Sedikit tentang HSG (Histerosalpingografi)

Untuk mengetahui penjelasan lebih banyak tentang HSG, Anda bisa mencarinya langsung di tab selanjutnya. Kali ini saya akan menjelaskan secara garis besarnya saja. Tujuan dilaksanakannya tes Histerosalpingografi (HSG) ini untuk melihat adanya sumbatan atau tidak pada tubafalopi hingga uterus (rahim). Ada pula tujuan medis lain yang direkomendasikan untuk melaksanakan tes HSG.

Tes ini dilakukan dengan memasukkan cairan kontras melalui vagina untuk selanjutnya dilihat menggunakan sinar Rontgen apakah ada sumbatan atau tidak. Melalui hasil Rontgen ini, masalah-masalah yang terjadi pada tubafalopi hingga uterus dapat terlihat.

Kenapa harus HSG

Untuk menjawab kenapa harus HSG, saya akan menceritakan pengalaman yang telah saya jalani. Tes ini tidak bisa di laksanakan secara suka-suka seperti USG (Ultrasonografi). Untuk melaksanakan HSG, Anda perlu surat rujukan dari dokter spesialis kandungan.

Awal mula, saya pergi ke dokter kandungan untuk konsultasi seputar program kehamilan bersama suami.
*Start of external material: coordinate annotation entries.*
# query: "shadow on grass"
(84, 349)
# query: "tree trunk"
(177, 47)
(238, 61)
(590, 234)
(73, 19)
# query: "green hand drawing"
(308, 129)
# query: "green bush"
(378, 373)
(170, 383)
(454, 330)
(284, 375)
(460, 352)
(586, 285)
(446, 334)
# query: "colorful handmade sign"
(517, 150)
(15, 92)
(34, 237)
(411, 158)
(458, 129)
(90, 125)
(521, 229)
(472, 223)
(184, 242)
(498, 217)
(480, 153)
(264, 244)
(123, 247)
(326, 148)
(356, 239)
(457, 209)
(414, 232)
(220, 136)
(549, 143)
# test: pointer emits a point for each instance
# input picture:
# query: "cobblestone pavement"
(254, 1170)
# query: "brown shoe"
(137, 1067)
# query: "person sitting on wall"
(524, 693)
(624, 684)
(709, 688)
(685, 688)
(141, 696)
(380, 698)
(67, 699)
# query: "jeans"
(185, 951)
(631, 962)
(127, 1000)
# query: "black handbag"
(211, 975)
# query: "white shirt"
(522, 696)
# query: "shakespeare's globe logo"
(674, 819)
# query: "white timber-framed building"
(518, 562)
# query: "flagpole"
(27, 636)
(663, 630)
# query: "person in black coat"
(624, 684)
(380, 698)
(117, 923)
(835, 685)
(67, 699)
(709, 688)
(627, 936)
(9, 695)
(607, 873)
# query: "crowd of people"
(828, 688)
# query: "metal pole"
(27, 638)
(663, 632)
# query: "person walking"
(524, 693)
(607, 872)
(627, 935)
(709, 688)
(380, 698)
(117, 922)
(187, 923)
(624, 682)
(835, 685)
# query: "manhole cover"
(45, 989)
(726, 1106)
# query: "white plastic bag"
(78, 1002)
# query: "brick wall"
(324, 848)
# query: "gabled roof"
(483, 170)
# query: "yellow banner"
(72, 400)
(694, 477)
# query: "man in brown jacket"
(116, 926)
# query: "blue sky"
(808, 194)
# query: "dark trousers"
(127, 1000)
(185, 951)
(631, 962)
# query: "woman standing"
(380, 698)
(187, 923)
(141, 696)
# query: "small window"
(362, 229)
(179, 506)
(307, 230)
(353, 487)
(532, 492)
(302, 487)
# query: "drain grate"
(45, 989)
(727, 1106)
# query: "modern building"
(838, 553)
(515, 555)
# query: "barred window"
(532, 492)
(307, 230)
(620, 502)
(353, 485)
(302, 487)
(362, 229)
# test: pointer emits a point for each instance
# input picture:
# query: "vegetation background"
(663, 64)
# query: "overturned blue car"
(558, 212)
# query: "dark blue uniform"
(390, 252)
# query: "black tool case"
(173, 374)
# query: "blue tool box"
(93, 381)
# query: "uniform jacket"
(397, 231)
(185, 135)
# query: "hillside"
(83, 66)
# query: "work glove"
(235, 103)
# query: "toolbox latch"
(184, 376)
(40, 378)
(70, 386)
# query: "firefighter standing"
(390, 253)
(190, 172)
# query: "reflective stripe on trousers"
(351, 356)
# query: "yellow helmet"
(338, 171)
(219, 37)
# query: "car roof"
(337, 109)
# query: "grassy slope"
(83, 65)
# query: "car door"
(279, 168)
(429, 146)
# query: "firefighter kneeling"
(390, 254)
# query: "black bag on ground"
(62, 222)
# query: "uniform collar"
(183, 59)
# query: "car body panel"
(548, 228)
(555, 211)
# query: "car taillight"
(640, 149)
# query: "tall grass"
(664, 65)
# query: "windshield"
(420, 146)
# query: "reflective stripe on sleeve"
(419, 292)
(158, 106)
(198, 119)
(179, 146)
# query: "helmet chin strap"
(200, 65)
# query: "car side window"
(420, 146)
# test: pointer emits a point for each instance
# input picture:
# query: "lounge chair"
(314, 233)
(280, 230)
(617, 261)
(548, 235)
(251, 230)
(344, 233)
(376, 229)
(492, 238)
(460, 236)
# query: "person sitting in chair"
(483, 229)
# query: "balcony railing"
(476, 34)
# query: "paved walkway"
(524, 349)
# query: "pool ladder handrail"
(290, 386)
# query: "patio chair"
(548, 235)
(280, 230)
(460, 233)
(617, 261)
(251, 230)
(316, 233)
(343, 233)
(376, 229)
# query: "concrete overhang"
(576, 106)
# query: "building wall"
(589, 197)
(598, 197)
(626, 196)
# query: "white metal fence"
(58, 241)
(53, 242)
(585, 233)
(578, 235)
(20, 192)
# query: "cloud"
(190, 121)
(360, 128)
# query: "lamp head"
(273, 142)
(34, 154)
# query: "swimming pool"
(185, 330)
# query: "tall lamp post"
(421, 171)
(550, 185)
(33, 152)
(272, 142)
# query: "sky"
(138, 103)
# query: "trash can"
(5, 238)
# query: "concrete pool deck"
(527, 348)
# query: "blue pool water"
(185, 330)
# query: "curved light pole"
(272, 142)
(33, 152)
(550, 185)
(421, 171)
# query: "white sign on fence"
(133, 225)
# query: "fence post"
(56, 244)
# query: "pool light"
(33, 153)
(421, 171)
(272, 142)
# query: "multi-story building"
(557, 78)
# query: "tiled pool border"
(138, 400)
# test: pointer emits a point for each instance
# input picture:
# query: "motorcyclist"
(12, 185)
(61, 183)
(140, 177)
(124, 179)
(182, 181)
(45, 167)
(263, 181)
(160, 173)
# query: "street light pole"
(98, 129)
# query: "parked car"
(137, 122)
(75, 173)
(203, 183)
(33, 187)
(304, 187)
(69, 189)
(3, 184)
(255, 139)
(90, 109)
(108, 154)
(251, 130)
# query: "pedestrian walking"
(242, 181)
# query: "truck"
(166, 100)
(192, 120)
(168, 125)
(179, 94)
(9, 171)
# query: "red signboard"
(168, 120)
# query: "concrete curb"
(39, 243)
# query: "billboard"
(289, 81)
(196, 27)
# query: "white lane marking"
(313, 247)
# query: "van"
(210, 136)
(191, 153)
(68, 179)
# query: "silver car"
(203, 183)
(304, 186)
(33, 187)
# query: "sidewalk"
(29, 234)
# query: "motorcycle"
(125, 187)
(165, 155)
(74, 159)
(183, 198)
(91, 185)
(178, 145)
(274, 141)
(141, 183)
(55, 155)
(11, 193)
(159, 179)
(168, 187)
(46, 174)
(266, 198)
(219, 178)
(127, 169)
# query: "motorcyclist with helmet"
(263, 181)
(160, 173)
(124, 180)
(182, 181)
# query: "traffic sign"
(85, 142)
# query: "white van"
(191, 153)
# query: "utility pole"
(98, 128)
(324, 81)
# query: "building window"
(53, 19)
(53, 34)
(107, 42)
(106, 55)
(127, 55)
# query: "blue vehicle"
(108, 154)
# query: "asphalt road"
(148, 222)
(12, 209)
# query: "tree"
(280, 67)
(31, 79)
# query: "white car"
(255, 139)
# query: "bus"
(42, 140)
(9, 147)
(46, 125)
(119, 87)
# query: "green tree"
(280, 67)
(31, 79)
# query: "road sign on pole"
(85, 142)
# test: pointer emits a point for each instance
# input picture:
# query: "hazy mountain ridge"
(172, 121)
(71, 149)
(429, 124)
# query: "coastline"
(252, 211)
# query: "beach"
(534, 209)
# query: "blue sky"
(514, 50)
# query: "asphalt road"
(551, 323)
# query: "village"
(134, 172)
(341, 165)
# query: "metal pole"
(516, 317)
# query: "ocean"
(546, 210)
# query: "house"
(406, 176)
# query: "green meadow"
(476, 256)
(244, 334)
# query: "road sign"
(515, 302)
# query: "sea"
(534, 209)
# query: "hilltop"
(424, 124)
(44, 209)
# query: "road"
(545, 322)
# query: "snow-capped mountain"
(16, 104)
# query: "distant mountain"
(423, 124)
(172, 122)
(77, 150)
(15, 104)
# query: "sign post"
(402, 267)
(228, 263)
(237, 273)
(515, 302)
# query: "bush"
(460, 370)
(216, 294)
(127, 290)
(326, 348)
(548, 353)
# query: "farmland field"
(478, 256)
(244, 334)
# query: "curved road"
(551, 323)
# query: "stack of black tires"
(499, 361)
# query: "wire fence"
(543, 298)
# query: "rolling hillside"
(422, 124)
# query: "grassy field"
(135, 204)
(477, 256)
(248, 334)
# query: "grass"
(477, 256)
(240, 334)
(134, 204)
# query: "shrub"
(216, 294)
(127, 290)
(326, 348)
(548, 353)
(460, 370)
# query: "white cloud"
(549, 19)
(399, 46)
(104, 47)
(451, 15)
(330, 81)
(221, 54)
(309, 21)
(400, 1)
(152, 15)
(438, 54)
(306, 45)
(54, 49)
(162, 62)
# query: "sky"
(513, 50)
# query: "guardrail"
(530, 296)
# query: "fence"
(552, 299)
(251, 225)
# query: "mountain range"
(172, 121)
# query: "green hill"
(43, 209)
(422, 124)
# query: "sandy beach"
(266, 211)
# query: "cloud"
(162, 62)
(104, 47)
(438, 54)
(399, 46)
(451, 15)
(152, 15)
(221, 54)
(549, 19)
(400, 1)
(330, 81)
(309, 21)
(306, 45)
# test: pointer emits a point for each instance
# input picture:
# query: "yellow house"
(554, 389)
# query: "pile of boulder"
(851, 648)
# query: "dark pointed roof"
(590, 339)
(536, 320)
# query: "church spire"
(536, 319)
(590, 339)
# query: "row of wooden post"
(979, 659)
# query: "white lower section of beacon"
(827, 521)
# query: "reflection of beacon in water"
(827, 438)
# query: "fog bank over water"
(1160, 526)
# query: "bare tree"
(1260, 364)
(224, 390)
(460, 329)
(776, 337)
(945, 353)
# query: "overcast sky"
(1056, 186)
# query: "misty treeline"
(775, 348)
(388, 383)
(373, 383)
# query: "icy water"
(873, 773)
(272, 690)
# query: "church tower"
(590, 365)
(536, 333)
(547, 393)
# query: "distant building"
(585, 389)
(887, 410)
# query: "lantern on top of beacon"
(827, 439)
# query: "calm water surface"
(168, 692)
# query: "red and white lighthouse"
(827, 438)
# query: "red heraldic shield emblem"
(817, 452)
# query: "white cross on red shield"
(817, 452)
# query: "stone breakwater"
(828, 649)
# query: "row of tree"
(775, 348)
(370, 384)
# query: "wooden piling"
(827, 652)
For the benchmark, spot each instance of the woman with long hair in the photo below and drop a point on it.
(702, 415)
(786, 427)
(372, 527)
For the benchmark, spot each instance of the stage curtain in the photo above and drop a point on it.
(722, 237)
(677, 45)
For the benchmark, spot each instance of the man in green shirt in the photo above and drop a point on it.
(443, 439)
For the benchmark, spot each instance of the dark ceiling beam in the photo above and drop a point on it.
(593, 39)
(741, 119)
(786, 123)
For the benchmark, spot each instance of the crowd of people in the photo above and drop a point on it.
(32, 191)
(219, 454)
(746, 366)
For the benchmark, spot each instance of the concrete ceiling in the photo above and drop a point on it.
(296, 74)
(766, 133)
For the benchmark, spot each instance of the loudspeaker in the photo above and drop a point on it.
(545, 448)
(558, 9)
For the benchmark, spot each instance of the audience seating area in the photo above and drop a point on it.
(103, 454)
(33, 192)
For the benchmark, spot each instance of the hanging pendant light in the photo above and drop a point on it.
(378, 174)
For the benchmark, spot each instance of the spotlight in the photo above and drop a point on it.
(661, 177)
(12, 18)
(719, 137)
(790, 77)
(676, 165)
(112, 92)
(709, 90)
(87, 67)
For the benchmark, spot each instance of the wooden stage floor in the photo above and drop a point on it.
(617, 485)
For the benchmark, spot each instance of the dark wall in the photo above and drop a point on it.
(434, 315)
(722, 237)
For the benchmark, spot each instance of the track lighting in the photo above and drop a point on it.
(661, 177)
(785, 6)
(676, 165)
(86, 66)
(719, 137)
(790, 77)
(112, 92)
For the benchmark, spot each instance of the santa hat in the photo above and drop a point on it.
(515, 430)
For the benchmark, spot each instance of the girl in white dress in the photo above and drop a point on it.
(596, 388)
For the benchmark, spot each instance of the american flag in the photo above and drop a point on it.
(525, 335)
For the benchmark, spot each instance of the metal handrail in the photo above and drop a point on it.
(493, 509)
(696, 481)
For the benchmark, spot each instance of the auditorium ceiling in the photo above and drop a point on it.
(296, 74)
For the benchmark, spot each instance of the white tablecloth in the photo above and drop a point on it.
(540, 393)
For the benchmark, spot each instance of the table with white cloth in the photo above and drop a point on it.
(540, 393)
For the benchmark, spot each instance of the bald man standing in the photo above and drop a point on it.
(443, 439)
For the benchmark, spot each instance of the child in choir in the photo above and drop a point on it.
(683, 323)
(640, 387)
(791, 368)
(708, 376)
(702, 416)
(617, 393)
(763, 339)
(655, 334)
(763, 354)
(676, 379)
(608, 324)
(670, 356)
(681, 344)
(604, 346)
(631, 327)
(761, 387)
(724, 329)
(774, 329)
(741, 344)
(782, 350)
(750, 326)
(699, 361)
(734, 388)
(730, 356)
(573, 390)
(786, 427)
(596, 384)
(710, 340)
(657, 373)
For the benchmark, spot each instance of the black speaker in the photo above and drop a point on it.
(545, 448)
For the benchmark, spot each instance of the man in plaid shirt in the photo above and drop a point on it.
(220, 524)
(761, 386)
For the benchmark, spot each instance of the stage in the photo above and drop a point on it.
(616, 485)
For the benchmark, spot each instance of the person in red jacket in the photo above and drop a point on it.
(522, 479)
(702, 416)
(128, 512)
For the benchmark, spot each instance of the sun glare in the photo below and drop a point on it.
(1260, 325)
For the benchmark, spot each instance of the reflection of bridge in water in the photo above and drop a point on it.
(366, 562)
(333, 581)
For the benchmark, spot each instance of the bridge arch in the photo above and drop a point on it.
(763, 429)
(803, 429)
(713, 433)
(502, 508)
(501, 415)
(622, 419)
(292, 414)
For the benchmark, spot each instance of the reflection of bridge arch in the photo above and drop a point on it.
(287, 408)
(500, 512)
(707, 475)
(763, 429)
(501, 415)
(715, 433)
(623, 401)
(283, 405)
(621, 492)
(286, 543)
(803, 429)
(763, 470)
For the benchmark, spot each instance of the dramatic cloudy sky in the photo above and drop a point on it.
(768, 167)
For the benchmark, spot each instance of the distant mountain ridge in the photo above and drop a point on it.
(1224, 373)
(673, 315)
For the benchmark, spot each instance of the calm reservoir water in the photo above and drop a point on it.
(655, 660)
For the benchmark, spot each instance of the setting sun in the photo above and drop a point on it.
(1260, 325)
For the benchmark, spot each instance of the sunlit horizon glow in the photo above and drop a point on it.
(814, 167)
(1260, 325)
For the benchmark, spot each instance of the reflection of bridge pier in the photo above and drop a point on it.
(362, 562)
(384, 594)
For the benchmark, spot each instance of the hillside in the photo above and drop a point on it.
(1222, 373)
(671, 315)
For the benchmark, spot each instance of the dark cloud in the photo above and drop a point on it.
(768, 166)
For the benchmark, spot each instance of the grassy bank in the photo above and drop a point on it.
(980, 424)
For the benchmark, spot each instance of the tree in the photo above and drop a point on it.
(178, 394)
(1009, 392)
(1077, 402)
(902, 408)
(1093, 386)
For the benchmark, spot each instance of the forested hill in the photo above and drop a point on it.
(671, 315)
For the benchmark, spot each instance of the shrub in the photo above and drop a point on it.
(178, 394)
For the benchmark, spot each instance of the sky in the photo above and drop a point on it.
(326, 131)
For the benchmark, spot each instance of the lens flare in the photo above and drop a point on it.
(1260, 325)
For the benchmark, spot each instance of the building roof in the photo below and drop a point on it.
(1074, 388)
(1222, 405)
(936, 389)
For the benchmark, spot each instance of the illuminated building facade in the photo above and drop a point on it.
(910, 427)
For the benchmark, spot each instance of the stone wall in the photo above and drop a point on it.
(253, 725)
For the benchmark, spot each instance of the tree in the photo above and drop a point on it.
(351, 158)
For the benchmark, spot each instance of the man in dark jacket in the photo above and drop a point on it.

Ketika itu, saya di tanya siklus mensturasi, adanya keluhan atau tidak ketika mensturasi, serta di lakukan juga USG untuk melihat uterus (rahim). Karena tidak ada keluhan apapun, saya di anjurkan untuk tes HSG sebagai tes lanjutan. Saya direkomendasikan untuk melakukan HSG di dokter S yang berada di Ciamis.

Mencari dokter perempuan

Pelaksanaan Histerosalpingografi ini sangat erat keitannya dengan siklus mesturasi. Tes ini di laksanakan pada hari ke 5 hingga hari ke 10 setelah mensturasi berakhir. Ketika siklus mensturasi saya tiba, tepat di hari pertama mensturasi saya pergi ke klinik dokter S untuk konsultasi seputar pelaksanaan HSG.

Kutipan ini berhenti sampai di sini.